The second Unicode-related size issues come when the XML document has been parsed and read into the computer: Typically, parsers will convert the original XML document's characters into a standard internal encoding for processing, almost always UTF-8 or UTF-16, so that any Unicode characters can be included. The same size advantages and disadvantages for various languages apply here: English and European languages will generally use less space with UTF-8, whereas nonalphabetic languages, such as Chinese, will use less space with UTF-16. There are also processing considerations: UTF-8 works better with older libraries in some programming languages, such as C and C++, but string manipulation can be tricky because characters do not have a fixed width. UTF-16 gives all characters a fixed width and works well with modern programming languages, such as Java, but it can be difficult to use in older libraries and programming languages.

8.4.2 Internalization

Internalization is a useful trick from older programming languages, such as LISP. Because the same symbol, such as list, can appear frequently in a LISP program, implementers can save space if they put exactly one copy of each symbol in a lookup table and always point to that one location, rather than copying the symbol over and over again and wasting memory.

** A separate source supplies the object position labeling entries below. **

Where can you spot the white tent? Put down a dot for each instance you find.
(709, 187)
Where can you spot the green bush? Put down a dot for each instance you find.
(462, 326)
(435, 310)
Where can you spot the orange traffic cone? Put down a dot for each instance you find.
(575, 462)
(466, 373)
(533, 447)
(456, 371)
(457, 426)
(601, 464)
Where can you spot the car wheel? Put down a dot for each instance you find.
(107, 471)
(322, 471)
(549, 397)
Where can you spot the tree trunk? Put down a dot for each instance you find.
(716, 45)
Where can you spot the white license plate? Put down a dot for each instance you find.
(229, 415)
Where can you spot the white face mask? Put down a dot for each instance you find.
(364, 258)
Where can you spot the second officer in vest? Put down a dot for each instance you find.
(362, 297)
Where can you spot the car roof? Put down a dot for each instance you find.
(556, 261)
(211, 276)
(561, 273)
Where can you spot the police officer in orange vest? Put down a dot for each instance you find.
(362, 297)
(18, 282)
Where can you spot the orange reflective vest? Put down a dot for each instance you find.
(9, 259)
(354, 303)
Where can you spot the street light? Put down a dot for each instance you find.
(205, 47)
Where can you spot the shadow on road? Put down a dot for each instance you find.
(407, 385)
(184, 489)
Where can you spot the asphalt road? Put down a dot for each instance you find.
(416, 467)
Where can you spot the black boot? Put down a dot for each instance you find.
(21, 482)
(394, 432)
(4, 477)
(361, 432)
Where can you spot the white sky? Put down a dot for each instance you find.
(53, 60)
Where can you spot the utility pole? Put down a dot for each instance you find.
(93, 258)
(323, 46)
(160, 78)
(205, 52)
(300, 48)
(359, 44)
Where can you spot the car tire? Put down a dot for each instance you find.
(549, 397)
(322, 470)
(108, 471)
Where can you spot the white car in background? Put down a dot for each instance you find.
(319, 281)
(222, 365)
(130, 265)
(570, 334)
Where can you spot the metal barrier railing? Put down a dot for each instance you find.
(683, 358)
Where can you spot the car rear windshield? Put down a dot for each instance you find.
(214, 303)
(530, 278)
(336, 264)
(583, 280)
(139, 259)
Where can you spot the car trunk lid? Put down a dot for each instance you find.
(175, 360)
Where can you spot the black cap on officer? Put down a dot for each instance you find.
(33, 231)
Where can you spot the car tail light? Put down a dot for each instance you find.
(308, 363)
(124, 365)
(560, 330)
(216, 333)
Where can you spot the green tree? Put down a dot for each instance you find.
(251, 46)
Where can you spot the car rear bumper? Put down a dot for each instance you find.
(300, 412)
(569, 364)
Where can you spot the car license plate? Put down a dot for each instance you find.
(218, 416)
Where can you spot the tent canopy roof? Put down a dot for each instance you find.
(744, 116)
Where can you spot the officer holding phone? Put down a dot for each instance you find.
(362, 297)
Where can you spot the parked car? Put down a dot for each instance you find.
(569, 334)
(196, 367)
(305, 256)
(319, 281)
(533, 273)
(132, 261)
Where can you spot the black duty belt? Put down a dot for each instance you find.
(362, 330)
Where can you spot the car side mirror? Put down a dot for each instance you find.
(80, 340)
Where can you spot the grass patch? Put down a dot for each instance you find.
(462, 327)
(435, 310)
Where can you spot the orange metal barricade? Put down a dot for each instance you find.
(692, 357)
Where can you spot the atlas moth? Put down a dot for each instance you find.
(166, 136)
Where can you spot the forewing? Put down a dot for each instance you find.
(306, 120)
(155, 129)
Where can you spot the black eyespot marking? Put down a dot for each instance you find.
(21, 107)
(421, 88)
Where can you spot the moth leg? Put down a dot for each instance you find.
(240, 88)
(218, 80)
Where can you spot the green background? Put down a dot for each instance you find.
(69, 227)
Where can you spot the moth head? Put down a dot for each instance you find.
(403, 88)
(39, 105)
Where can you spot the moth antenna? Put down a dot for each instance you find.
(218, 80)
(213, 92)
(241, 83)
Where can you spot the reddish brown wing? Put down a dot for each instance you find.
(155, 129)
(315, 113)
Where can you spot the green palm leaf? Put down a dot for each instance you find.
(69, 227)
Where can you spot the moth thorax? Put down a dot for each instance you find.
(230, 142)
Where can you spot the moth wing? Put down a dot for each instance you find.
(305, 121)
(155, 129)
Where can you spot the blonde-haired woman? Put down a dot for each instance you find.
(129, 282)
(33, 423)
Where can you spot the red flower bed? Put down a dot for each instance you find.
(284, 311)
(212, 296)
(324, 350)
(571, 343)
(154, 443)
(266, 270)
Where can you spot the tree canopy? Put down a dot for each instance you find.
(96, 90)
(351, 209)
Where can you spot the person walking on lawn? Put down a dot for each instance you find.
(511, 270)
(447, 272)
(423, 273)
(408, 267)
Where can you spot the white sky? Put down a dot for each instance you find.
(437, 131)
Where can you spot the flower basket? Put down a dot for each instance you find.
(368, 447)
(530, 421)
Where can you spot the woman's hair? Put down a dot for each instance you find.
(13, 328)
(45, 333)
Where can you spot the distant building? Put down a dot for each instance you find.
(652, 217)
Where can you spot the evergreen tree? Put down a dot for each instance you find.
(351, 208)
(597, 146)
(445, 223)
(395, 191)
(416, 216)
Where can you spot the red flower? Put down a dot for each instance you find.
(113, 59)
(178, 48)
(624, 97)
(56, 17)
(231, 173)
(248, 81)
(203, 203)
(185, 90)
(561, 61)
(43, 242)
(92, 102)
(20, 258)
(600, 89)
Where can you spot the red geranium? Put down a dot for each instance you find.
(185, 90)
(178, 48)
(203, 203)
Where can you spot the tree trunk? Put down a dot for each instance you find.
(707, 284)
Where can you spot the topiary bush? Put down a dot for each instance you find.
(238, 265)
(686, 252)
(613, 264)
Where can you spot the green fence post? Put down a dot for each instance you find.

Many, if not most, XML parsers internalize element and attribute names in the same way, as a name may appear hundreds or thousands of times in an XML document. In Listing 8-6, the element name list appears twice, and the name item appears eight times, but the XML parser would allocate only a single instance of each in memory.

Example 8-6. Repeated Names

<list>
  <item>100</item>
  <item>200</item>
  <item>300</item>
  <item>400</item>
</list>

In general, parsers do not internalize other strings, such as attribute values and character data, as they are much less likely to be repeated, and internalizing adds some processing overhead. However, an attribute value or character data content in XML documents is sometimes limited to a set of enumerated values: For example, the status of a task entry in a dictionary might be "draft", "pending", "approved", or "released". Because the value must be one of these and no other, an application can internalize the value of the element or attribute holding the information, as the values are very likely to repeat. Sometimes, XML schemas and DTDs can provide hints to XML processors about what values are enumerated, but applications should pay attention to internalization opportunities as well, as they can provide important memory savings.

8.4.3 Compression

If an XML document is going out over the network or being kept in long-term storage, brute-force compression is sometimes a much better choice than any of the other techniques in this section. XML is text with a lot of repetition, so it compresses surprisingly well. For example, at the point that I'm writing this paragraph, the XML manuscript for this book is 440,320 bytes long. Simply running the manuscript through the UNIX bzip2 -9 command reduces its size to 98,815 bytes, or only 22 percent of the original. If you are willing to trade a bit of processing time for the sake of reducing storage or network bandwidth requirements, straightforward compression will save far more space than any of the other techniques in this section and will outperform almost any optimized binary format as well.

Unfortunately, brute-force compression is not always the answer. Compressed XML needs to uncompressed before it can be used in any way, and it is virtually useless for in-memory processing. In these cases, specialized compression techniques, such as internalization, can bring some savings, but they are much less dramatic.